[kids and graffiti on Mhmd Mahmoud off of Tahrir Sq.]
I just returned from a week in Cairo, Egypt. I only had one meal in a sit-down restaurant, a testament to my busyness and the plentiful (and late night) Cairo street food spots. For the record, Cairo is the only city I’ve ever seen with a 24-hour X-ray clinic — crowded at 2AM.
The closest I came to the pyramids was with Ahmed by this busted-up speaker stack — ‘Pyra Mids’! — out in a hastily constructed post-quake informal town called “City of Peace.”
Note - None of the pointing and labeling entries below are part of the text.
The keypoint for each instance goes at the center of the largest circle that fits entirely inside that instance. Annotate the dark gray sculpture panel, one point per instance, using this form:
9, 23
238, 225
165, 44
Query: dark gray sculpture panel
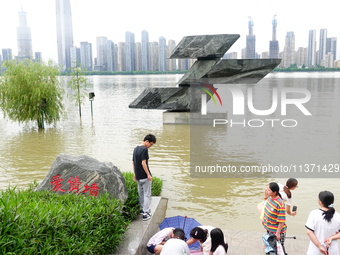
229, 71
208, 69
204, 46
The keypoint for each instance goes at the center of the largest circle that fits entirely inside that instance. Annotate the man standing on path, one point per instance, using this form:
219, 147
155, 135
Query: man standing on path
142, 174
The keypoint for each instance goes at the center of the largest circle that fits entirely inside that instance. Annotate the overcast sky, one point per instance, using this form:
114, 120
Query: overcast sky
170, 19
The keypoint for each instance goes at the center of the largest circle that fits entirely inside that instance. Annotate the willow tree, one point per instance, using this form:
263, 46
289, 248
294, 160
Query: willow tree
30, 91
79, 84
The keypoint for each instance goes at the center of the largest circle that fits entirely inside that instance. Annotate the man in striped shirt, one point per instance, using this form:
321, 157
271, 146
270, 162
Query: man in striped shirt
274, 217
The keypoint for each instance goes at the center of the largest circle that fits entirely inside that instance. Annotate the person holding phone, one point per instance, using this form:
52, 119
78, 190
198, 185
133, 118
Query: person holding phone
286, 194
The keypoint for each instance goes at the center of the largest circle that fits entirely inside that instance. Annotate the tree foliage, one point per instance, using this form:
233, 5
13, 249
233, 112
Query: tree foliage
79, 84
30, 91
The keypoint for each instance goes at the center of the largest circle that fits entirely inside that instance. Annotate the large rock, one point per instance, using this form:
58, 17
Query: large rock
83, 175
Needless to say, there’s *a lot* going on in Egypt right now, whether you follow mainstream news or civic media visionaries Mosireen or have your ear to fresh developments in music or are interested in adapting 3-D printers and open source tech to African ends, like the good geeks of Cairo’s Hackerspace (their tongue-in-cheek motto: “Hack Like an Egyptian”).
For those looking from afar, I highly recommend a spirited, sharply observed book on contemporary Cairo. Maria Golia’s City of Sand. It’s exquisitely written, loving but unsentimental, trenchant as a result of intimacy, delivered from an expat who has lived in the city longer than most of the local musicians I met there have been alive.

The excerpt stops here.